You are viewing a plain text version of this content. The canonical link for it is here.
Posted to dev@manifoldcf.apache.org by Guylaine BASSETTE <gu...@francelabs.com> on 2023/05/22 14:52:34 UTC

RE: Control over number of processed documents per thread

Hi all,

I’m following up on this thread: I did some more testing, and actually 
the optimization problem was on our side.

The repository connector in question was CSV and the problem was that 
getMaxDocumentRequest() in CSVConnector.java was set to 1, so the 
processDocuments() method was processing documents one by one. I have 
now set it to 20 by default, and the performance has improved greatly.

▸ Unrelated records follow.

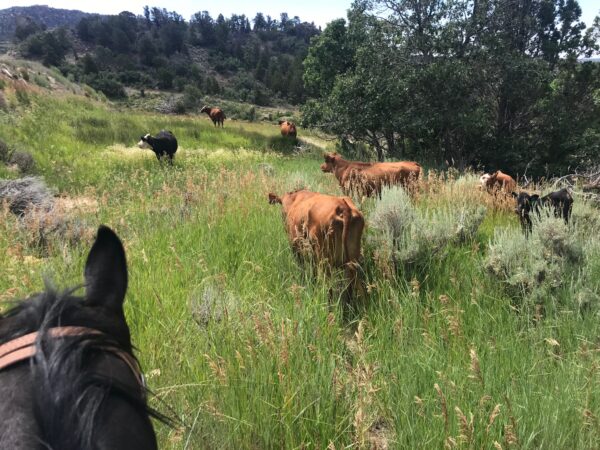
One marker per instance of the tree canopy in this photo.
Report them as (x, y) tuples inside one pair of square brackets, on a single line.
[(495, 83)]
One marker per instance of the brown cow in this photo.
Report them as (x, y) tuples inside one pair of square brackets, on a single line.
[(287, 128), (215, 114), (499, 181), (332, 226), (369, 178)]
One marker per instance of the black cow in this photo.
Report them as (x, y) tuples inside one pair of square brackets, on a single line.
[(561, 201), (163, 143)]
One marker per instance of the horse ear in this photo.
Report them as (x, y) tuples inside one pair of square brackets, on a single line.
[(106, 271)]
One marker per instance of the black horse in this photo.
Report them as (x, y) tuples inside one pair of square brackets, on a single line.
[(68, 379)]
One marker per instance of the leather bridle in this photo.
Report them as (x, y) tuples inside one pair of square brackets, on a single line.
[(24, 348)]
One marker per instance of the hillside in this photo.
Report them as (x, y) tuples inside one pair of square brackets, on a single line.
[(42, 14), (229, 57), (468, 334)]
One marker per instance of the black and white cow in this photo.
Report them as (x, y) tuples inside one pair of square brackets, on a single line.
[(164, 143), (560, 201)]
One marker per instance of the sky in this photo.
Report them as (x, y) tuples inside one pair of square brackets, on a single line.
[(318, 11)]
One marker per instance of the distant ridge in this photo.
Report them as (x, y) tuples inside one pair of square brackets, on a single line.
[(51, 17)]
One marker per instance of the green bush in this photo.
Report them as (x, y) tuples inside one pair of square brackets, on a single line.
[(557, 261), (23, 160), (5, 152), (406, 236), (107, 85)]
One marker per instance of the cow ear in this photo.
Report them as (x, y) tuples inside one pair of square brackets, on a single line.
[(273, 199), (106, 271)]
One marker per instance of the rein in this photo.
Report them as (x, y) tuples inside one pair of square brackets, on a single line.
[(24, 348)]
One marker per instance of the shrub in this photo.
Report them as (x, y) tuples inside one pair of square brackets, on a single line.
[(408, 237), (5, 152), (25, 194), (555, 258), (107, 85), (23, 160), (211, 303)]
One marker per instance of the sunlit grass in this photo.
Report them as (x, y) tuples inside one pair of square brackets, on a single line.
[(422, 364)]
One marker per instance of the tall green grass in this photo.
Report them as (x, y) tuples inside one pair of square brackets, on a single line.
[(437, 356)]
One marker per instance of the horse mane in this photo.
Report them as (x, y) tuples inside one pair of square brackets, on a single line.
[(67, 397)]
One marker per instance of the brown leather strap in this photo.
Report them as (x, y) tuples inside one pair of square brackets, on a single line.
[(23, 348)]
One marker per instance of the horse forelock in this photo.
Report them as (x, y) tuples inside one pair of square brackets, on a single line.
[(67, 394)]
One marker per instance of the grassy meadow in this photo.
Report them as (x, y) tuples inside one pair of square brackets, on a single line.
[(245, 349)]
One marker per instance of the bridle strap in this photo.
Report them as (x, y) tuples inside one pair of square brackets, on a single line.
[(24, 347)]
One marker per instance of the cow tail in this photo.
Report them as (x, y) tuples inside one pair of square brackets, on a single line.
[(346, 217)]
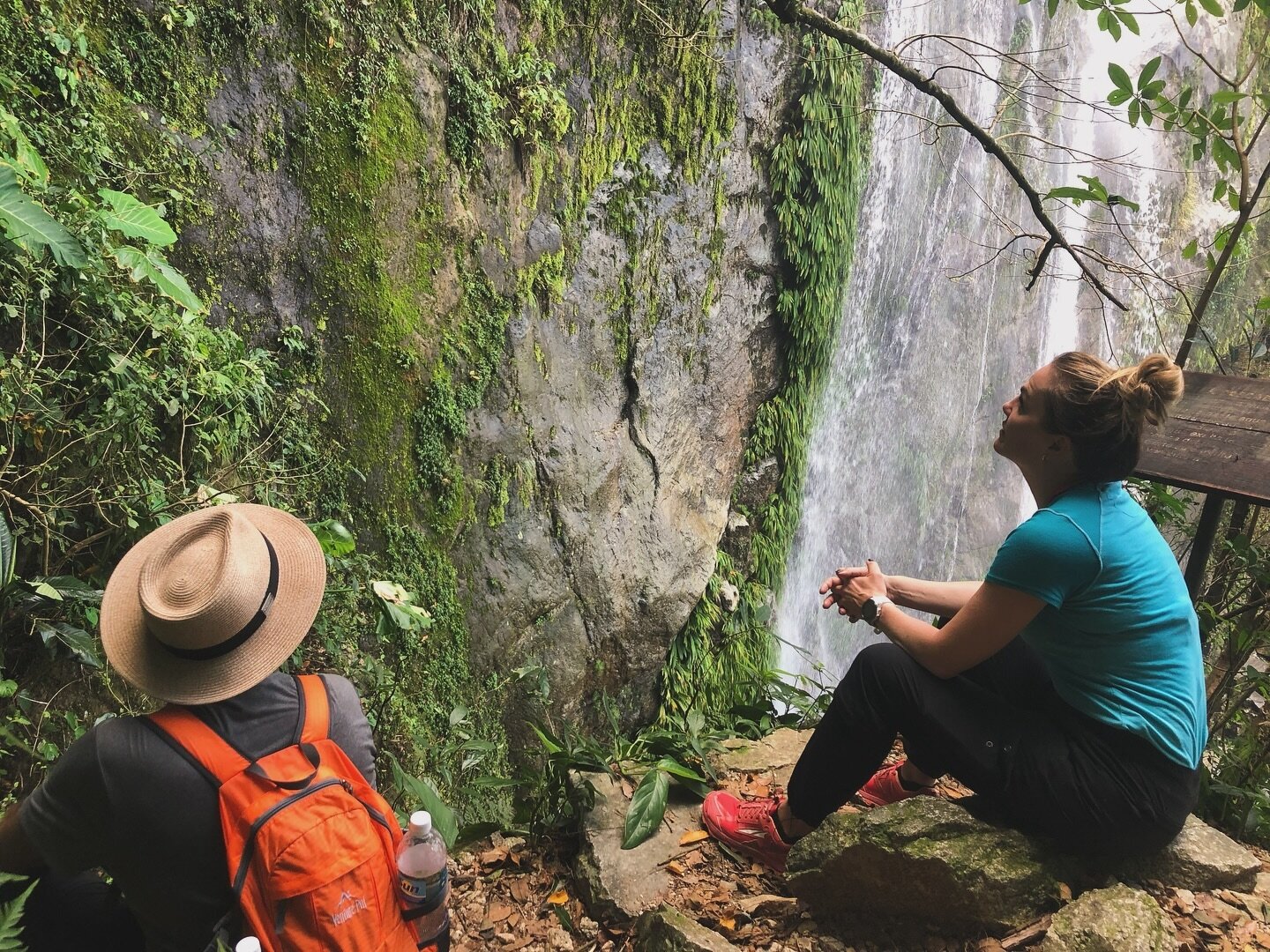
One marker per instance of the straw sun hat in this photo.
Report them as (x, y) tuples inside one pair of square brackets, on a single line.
[(211, 603)]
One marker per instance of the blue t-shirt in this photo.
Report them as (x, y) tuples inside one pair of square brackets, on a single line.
[(1117, 632)]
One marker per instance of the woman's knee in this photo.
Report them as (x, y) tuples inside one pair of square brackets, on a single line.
[(883, 666)]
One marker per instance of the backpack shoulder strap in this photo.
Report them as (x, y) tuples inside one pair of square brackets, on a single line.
[(198, 741), (317, 709)]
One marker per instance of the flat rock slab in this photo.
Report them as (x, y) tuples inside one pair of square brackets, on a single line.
[(620, 883), (1117, 919), (1199, 859), (776, 753), (667, 929), (929, 861)]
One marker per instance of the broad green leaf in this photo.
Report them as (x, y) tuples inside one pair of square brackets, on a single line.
[(75, 589), (421, 795), (334, 537), (1148, 72), (135, 219), (79, 641), (1119, 77), (26, 224), (646, 809), (549, 744), (153, 267), (673, 767), (1076, 195)]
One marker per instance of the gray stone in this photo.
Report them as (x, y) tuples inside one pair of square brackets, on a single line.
[(667, 929), (544, 238), (1117, 919), (776, 753), (925, 861), (620, 883), (629, 430), (1199, 859)]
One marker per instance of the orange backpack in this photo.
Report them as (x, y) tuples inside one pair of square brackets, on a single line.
[(310, 845)]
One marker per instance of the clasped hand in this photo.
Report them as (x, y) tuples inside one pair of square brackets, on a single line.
[(851, 587)]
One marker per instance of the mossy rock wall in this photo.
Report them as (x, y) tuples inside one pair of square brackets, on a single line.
[(537, 360)]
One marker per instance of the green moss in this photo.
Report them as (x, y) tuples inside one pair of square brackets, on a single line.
[(817, 172)]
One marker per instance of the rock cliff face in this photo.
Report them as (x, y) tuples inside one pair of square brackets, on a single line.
[(616, 412), (634, 453)]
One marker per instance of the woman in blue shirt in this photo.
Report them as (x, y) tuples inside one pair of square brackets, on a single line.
[(1067, 689)]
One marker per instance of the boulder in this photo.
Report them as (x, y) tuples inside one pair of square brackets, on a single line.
[(620, 883), (667, 929), (1117, 919), (1199, 859), (925, 861)]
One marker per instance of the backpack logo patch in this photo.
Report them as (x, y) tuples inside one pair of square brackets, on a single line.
[(347, 908)]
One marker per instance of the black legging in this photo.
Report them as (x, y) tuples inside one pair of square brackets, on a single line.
[(80, 911), (1002, 730)]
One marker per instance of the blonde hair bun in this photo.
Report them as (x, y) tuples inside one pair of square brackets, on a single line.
[(1148, 390)]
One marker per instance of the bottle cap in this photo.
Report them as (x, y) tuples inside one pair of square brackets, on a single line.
[(421, 822)]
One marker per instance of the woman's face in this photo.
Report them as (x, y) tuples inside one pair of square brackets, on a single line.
[(1022, 438)]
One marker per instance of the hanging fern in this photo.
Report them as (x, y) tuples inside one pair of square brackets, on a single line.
[(721, 661), (11, 915)]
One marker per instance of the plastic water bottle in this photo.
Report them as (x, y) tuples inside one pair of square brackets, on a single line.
[(424, 882)]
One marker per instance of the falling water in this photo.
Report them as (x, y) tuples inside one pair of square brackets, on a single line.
[(937, 331)]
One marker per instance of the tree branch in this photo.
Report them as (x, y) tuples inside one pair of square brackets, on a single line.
[(1214, 274), (794, 11)]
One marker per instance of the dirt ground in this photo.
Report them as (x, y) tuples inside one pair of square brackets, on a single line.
[(510, 894)]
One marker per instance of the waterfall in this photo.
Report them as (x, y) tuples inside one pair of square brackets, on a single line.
[(937, 333)]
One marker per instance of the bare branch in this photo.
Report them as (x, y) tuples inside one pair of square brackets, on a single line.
[(793, 11)]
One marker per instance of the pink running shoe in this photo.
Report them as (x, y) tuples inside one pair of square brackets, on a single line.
[(747, 827), (884, 787)]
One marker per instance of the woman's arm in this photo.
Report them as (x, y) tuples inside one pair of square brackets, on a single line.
[(938, 598), (989, 621)]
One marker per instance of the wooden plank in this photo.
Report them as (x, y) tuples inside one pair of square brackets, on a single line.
[(1217, 439)]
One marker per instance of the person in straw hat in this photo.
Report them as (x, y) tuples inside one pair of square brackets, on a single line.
[(199, 612)]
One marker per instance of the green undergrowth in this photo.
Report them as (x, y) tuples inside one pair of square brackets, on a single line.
[(721, 660), (355, 409)]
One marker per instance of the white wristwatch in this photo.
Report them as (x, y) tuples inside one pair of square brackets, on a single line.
[(871, 609)]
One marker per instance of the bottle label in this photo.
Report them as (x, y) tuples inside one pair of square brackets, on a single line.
[(424, 893)]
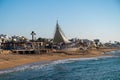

Attached is modified class.

Regards,
Guylaine

France Labs – Your knowledge, now
Datafari Enterprise Search – Découvrez la version 5 / Discover our version 5
www.datafari.com <http://www.datafari.com>


On 2023/03/17 17:36:47 Julien Massiera wrote:
 > Hi Karl
 >
 >
 >
 > I was debugging a repository connector because I was disappointed 
with the
 > performance, and I noticed that the processDocuments method is called 
each
 > time with only 1 document identifier instead of a heap, although the 
seeding
 > phase has referenced 24k ids. What can explain that ? Can we have control
 > over the amount of documentIdentifiers passed per processDocuments 
thread ?
 > For instance, assuming we have the perfect number of documents that 
an API
 > can process at once, it would be very useful to be able to set it per
 > thread.
 >
 >
 >
 > Other thing, I also noticed that the seed phase and the cleanup phase 
seem
 > to process documents per group of 100/200 at a time, again, is it 
configured
 > somewhere, and can we have control over it ?
 >
 >
 >
 > Thanks,
 >
 > Julien
 >
 >
 >
 >
 >
 >